My problem is, I wanted to sort testArray based on the first item of each element and convert it to array of array having all value into float, so the output would be:
[
[129, 875, 875, 828.1, 833.25, 6926078],
[130, 839.9, 855, 837.3, 848.65, 3980489],
[138, 891.3, 893.3, 865.2, 868.75, 5035618]
]
I am able to sort individual item but not the entire array as a whole, and I have tried using split and then sort with no luck.
Can someone help me out with this and please let me know if I am not clear.
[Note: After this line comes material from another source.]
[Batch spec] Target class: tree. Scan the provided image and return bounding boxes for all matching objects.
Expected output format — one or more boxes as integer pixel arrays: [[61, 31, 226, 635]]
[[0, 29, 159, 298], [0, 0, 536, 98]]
Convert the array using Array#map within an Array#map, then use Array#sort on the converted array according to the [0] indices (a[0] - b[0]):
In ES5
var testArray = [
"130,839.9,855,837.3,848.65,3980489",
"129,875,875,828.1,833.25,6926078",
"138,891.3,893.3,865.2,868.75,5035618"
]
var converted = testArray.map(function (item) {
return item.split(',').map(function (num) {
return parseFloat(num);
});
})
console.log(converted)
var sorted = converted.sort(function (a, b) { return a[0] - b[0] })
console.log(sorted)
In ES6
const testArray = [
"130,839.9,855,837.3,848.65,3980489",
"129,875,875,828.1,833.25,6926078",
"138,891.3,893.3,865.2,868.75,5035618"
]
const converted = testArray.map(
item => item.split(',').map(
num => parseFloat(num)
)
)
console.log(converted)
const sorted = converted.sort((a, b) => a[0] - b[0])
console.log(sorted)
In ES6 (condensed)
const testArray = [
"130,839.9,855,837.3,848.65,3980489",
"129,875,875,828.1,833.25,6926078",
"138,891.3,893.3,865.2,868.75,5035618"
]
const convertedAndSorted = testArray
.map(n => n.split(',')
.map(num => parseFloat(num)))
.sort((a, b) => a[0] - b[0])
console.log(convertedAndSorted)
Just map the splitted and to number formatted values and sort by the first item.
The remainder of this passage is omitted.